Basically this boils down to the narrative version of my first piece of advice. Don’t overdo it. I’m not going to go as far as some people and say never even show the ghost (although you can certainly do that if you’re good enough), just keep in mind that the less we know about the ghost the scarier it will be.

The power of cliche compels you

For some reason there’s a been a slew of movies about demonic possession lately and it’s striking how unashamedly these films just rip off The Exorcist. Nine times out of ten the following tropes are recycled without an ounce of self-awareness:

1) The victim will be a woman, usually but not always young

2) The symptoms of demonic possession include bodily contortions, speaking in tongues, distorted voice, levitating and Acute Onset Monsterface

3) At some point either in the film or the promotional material the victim of the possession will be depicted wearing something white and flowing

4) Catholic exorcisms are 100% effective, and by implication the catholic worldview of Earth as a battleground between God and Satan is more or less objectively true (which is almost never commented on, incidentally)

5) At one point the medium or paranormal investigator character will gravely inform the protagonists that it’s not the house that’s haunted (this is actually Insidious’ tagline despite more or less the exact same line of dialogue appearing in Paranormal Activity)

6) The demon will have enough power to make objects fly across rooms and drag people around by their hair but won’t actually be able to kill anyone, or if it does it will insist on trolling them for a while first

To be fair to Wan Insidious doesn’t really follow most of these tropes. The comatose son is “haunted” by a demonic entity and the implication is that the end result of this will be full-blown possession, but it never really operates along the same lines as so many other possession films and Wan builds a mythos that doesn’t draw from Catholic dogma, but The Conjuring completely hews to the expected formula and it’s got a small army of contemporary exorcism films that are just as uncreative. Can we please do something new with this idea?

(Although on the other hand the entire idea of making movies about demonic possession is a bit troublesome when you remember that the entire concept was cooked up as a way to explain mental illness so maybe it wouldn’t be a bad thing if the genre just went away)

The sound of silence

If there’s one thing I wish horror creators across all mediums would come to understand it’s the importance of silence. When I’m watching a horror film it’s very easy for even ordinary background music to ruin the atmosphere, and yet a lot of horror directors don’t seem to realize this, draping their films in “scary” music that’s about as effectively creepy as yakety sax.

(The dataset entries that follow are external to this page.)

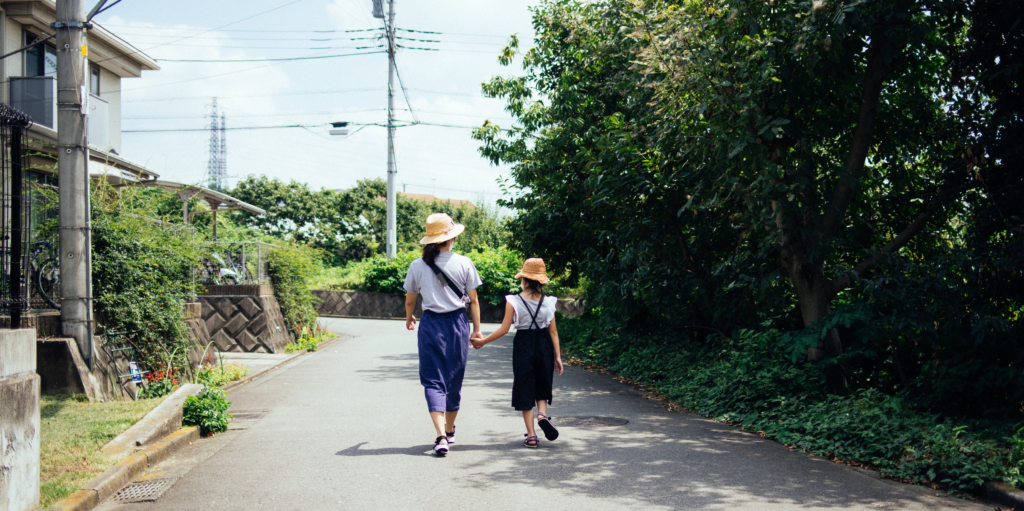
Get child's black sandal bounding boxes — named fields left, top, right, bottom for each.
left=434, top=435, right=447, bottom=458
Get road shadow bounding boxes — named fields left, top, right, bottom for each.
left=334, top=441, right=512, bottom=456
left=350, top=325, right=990, bottom=510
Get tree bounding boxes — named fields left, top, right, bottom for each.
left=474, top=0, right=1021, bottom=391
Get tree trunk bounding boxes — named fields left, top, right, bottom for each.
left=782, top=250, right=847, bottom=388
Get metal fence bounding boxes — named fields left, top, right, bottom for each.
left=0, top=103, right=32, bottom=329
left=197, top=242, right=274, bottom=286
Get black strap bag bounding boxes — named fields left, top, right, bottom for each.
left=423, top=261, right=469, bottom=304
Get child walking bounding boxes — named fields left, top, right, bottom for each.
left=472, top=258, right=563, bottom=448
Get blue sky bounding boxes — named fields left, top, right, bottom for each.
left=97, top=0, right=537, bottom=202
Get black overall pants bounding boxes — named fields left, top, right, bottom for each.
left=512, top=297, right=555, bottom=412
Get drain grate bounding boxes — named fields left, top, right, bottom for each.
left=111, top=479, right=174, bottom=503
left=552, top=417, right=630, bottom=428
left=231, top=412, right=266, bottom=421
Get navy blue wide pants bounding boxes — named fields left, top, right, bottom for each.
left=418, top=309, right=470, bottom=412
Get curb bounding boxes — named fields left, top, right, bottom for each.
left=220, top=349, right=308, bottom=392
left=220, top=334, right=341, bottom=392
left=49, top=426, right=199, bottom=511
left=982, top=482, right=1024, bottom=509
left=101, top=383, right=203, bottom=456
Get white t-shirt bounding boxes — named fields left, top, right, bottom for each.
left=403, top=252, right=483, bottom=313
left=505, top=295, right=558, bottom=330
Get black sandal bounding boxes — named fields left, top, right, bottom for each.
left=434, top=436, right=447, bottom=458
left=537, top=412, right=558, bottom=440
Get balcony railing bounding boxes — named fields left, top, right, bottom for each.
left=10, top=77, right=57, bottom=129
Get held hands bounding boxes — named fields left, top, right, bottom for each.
left=469, top=332, right=486, bottom=349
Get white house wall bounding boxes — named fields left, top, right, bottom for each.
left=3, top=15, right=25, bottom=104
left=99, top=69, right=121, bottom=154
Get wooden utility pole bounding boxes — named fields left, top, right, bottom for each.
left=384, top=0, right=397, bottom=259
left=53, top=0, right=95, bottom=369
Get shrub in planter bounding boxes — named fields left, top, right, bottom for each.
left=181, top=387, right=231, bottom=436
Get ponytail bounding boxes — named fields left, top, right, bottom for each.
left=423, top=242, right=447, bottom=264
left=522, top=276, right=544, bottom=295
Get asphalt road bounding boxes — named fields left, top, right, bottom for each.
left=99, top=320, right=993, bottom=511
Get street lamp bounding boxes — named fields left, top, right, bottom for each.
left=331, top=123, right=356, bottom=136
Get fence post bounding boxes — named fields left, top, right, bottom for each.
left=8, top=126, right=28, bottom=330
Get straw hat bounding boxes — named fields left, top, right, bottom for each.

Stop making bad horror movies

When I look at the landscape of horror films I can’t help but come to the depressing conclusion that a lot of people just don’t really know how to be scary any more. Certain horror trends pop up from time to time to reinvigorate or at least provide something new to the genre (Asian horror! Torture porn! Found footage!) and then get run mercilessly into the ground as hordes of imitators rip off the one or two early examples that actually worked without displaying any understanding of why they worked in the first place. A similar problem also exists in the world of mainstream horror games, which I’ve written about before.

Maybe it’s arrogant of me to sit here and loudly declare that ur all doin it wrong but having watched my fair share of horror movies I honestly don’t think it’s difficult to be scary. Mostly the process seems to consist of not doing things that are going to shoot your own film in the foot, and yet  every year director after director dutifully lines up to churn out one limp, toothless “supernatural thriller” after another. I really don’t know what the solution is.